Maybe it is just because I learned to code back when people learned from books (sometimes even textbooks!), but I think the fastest way to learn to code is to get one good book on whatever language you want to use, and just start coding. Videos and tutorials are so low bandwidth, hours of videos and tutorials == the intro chapter to a book. If anything videos are eating the time you could spend reading and coding.
My experience was “read the book and do exercises until I feel a false sense of confidence. Then just go do stuff and use the rest of the book as a reference.”
What was most important to me was to make sure I didn’t burn out and get bored. It was important to get to a fun, captivating project asap.
ah, interesting, what projects do you normally do? i really like this approach but struggle to find a good starting project... I always pivot bewteen too simple and too complex
I always gravitate towards projects that involve reading in tab delimited data, doing some sort of transformations (crud) or analytics, and writing the results back.

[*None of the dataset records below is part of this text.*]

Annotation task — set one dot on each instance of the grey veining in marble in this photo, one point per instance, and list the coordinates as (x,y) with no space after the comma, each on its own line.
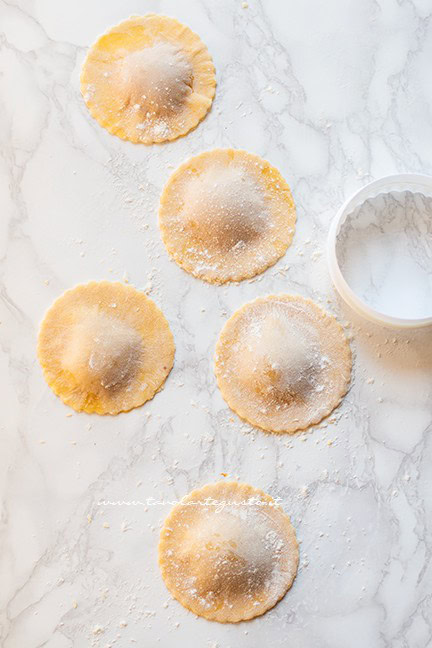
(334,94)
(384,251)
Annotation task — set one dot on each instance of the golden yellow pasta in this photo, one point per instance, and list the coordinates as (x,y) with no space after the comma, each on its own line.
(105,348)
(228,552)
(148,79)
(282,363)
(226,215)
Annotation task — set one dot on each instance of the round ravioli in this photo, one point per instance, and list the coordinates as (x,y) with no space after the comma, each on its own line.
(226,215)
(105,348)
(149,79)
(282,363)
(228,552)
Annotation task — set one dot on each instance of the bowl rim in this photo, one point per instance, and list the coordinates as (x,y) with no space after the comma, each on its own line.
(417,182)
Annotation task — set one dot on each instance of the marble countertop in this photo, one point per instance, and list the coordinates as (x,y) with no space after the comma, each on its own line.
(334,94)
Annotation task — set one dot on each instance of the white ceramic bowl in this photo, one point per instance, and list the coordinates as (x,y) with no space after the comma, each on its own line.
(415,183)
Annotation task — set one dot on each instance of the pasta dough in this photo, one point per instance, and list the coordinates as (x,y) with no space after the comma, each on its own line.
(227,552)
(105,348)
(226,215)
(149,79)
(282,363)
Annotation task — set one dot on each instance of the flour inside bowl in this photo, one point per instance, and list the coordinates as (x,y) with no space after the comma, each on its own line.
(384,250)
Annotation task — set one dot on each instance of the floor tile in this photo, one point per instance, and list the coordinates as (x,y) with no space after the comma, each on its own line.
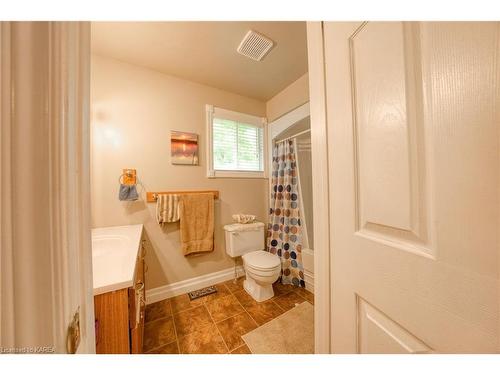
(233,328)
(158,310)
(235,287)
(307,295)
(204,341)
(191,320)
(158,333)
(289,300)
(171,348)
(182,303)
(241,350)
(223,308)
(263,312)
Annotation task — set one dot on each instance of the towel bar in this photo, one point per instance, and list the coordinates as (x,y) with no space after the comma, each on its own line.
(152,196)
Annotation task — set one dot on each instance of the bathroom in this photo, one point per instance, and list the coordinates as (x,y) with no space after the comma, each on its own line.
(149,80)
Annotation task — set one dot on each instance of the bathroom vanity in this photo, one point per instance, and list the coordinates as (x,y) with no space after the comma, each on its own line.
(119,288)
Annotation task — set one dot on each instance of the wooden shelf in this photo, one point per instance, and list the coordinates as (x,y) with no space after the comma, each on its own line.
(152,195)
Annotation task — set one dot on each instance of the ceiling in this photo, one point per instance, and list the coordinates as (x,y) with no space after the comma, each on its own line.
(205,52)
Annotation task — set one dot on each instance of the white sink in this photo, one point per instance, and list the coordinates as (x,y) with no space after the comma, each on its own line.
(114,255)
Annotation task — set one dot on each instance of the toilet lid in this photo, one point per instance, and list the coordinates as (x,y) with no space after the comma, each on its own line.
(262,259)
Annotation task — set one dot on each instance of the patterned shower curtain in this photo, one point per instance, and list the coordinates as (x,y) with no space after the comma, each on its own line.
(284,237)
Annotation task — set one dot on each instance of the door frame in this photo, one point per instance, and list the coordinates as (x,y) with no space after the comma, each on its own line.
(321,199)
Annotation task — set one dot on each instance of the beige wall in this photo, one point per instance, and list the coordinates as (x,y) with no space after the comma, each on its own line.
(133,111)
(291,97)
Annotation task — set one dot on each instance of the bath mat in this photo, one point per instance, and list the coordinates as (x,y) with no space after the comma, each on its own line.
(290,333)
(202,292)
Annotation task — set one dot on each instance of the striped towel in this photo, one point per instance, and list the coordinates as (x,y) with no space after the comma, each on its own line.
(167,208)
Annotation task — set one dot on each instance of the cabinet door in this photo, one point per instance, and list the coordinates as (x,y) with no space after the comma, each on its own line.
(111,314)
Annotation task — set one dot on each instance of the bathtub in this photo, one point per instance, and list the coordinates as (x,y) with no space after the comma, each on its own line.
(308,263)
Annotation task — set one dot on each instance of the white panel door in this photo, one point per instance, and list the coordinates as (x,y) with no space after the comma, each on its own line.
(413,145)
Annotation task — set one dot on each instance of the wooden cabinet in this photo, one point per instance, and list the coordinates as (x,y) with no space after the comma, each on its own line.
(119,315)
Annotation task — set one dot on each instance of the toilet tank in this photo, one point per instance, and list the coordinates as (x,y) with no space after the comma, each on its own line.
(244,238)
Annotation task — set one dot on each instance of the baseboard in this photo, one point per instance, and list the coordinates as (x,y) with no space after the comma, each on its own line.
(185,286)
(309,280)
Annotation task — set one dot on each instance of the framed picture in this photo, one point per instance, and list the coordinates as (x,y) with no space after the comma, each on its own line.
(184,148)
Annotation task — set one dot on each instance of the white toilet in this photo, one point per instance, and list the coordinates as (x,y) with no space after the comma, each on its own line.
(262,268)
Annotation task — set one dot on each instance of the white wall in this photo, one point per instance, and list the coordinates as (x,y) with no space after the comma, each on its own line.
(133,111)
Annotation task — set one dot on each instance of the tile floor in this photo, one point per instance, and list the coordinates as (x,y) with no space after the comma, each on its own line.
(215,323)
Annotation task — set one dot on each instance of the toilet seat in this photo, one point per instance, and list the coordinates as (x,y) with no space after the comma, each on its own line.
(262,261)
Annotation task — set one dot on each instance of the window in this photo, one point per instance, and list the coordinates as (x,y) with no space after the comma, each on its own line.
(235,144)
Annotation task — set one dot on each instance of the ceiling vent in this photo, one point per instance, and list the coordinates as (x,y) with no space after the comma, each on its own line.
(255,45)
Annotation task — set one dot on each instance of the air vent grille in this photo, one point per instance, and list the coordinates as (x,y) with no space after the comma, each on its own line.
(255,45)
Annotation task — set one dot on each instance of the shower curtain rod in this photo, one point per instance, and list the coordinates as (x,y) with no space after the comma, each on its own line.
(293,136)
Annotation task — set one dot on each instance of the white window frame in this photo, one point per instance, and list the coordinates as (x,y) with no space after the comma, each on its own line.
(261,122)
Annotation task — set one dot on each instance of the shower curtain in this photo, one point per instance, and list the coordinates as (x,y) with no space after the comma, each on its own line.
(284,228)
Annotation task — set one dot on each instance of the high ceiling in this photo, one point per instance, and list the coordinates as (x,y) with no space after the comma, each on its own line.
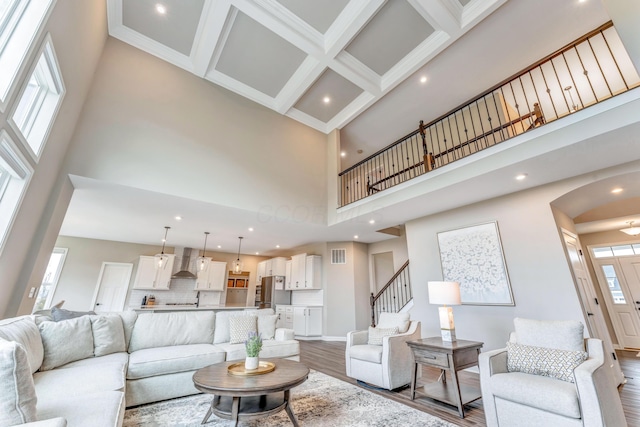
(319,62)
(369,58)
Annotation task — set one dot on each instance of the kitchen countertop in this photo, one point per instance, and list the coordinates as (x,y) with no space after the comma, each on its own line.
(186,307)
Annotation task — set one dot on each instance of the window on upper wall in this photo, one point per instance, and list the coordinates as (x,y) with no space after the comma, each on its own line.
(39,101)
(15,174)
(20,22)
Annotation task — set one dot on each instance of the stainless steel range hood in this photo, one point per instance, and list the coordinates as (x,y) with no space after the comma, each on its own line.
(184,272)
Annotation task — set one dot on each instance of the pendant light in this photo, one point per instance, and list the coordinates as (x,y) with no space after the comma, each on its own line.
(202,261)
(161,258)
(237,264)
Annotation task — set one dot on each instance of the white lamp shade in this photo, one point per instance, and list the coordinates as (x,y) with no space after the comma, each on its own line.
(446,293)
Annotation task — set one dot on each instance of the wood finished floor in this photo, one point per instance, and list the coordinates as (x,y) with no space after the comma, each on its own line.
(328,357)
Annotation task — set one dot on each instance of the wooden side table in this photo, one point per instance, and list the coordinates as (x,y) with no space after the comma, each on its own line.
(447,356)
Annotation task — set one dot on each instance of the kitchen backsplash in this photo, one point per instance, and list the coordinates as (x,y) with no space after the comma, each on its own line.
(180,292)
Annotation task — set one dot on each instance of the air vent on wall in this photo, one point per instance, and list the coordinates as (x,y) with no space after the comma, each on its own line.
(338,256)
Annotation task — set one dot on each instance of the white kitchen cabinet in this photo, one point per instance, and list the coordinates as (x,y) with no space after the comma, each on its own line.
(307,321)
(212,278)
(313,272)
(285,316)
(287,275)
(261,272)
(150,277)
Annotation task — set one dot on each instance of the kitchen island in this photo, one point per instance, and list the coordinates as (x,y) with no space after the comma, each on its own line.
(190,307)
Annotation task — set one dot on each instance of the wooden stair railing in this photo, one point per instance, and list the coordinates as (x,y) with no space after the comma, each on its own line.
(393,296)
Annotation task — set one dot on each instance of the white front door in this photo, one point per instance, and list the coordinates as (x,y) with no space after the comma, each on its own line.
(620,301)
(595,317)
(112,286)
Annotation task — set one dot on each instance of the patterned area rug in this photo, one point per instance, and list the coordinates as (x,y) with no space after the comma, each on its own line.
(320,401)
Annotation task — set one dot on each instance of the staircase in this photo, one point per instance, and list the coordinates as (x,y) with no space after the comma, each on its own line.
(394,297)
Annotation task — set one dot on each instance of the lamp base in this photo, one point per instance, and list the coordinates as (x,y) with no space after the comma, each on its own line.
(448,335)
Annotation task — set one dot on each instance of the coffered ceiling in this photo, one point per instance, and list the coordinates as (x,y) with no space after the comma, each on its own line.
(319,62)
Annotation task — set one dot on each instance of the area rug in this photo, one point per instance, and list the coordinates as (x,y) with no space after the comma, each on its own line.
(320,401)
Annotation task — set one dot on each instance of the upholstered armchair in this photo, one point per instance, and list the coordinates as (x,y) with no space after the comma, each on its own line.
(548,377)
(380,356)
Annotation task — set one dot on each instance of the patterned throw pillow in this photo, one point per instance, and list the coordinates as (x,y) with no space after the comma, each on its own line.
(548,362)
(376,334)
(240,326)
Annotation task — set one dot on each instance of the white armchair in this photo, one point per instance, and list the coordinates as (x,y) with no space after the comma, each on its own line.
(514,398)
(388,365)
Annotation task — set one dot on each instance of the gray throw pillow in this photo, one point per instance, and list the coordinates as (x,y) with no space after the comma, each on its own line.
(59,314)
(66,341)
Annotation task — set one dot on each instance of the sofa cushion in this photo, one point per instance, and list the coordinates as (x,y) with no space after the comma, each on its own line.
(23,330)
(66,341)
(547,394)
(166,329)
(270,348)
(267,325)
(99,409)
(376,334)
(108,334)
(166,360)
(240,326)
(17,392)
(79,380)
(368,353)
(544,361)
(560,334)
(222,333)
(58,314)
(390,320)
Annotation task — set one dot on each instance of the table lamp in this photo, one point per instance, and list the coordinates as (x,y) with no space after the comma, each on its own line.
(447,294)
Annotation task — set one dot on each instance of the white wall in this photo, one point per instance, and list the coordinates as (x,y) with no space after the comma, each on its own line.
(539,274)
(78,30)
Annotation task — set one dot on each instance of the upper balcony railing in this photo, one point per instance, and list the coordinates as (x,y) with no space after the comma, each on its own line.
(590,70)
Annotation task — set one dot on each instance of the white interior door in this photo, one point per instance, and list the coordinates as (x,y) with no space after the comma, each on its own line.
(620,301)
(595,317)
(112,286)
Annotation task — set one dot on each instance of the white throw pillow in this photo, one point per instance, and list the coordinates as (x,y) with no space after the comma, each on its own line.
(267,326)
(240,326)
(17,392)
(390,320)
(66,341)
(377,334)
(108,334)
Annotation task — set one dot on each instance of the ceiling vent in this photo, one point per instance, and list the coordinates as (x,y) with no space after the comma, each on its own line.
(338,256)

You then quickly learn data IO, Data structures, looping, threading (big data) etc etc.
Programming books are a start, but they hardly ever mention stat(), inodes, sockets, named pipes, the fact that kernel calls are extremely slow, deadlocks, data structures…
Well, that just depends on the programming book? If you pick up TLPI it will talk about stat and inodes. Pick up a book on perf, it will talk about syscall overhead, etc
Agree with this. Lately I've been watching more youtube videos about programming than usual, but I still find they take so long to get anywhere. The 5 to 10 minutes you spend watching one could almost always be spent reading an article or a chapter of a book on the same topic and getting much more information out of it. And it turns into practice for reading documentation about things that have no videos about them, which is its own skill.
Yes to reading documentation - there seems to be a trend on twitter these days of "I've been using this language/library for years and I just learned you could do X!!!". Really, you haven't RTFM on the tools you use daily to make your living?
I've also found reading the source for libraries you use and stepping through with a debugger is really the best way to understand them. This is probably how most people learn their in house code at work. Just treat the whole stack like in house code (within reason). And reading code is also a fabulous skill to hone.
Reminds me of a friend of mine at university who started to shout "YES I'M A FUCKING GENIUS" when he found out there was a split() function for strings.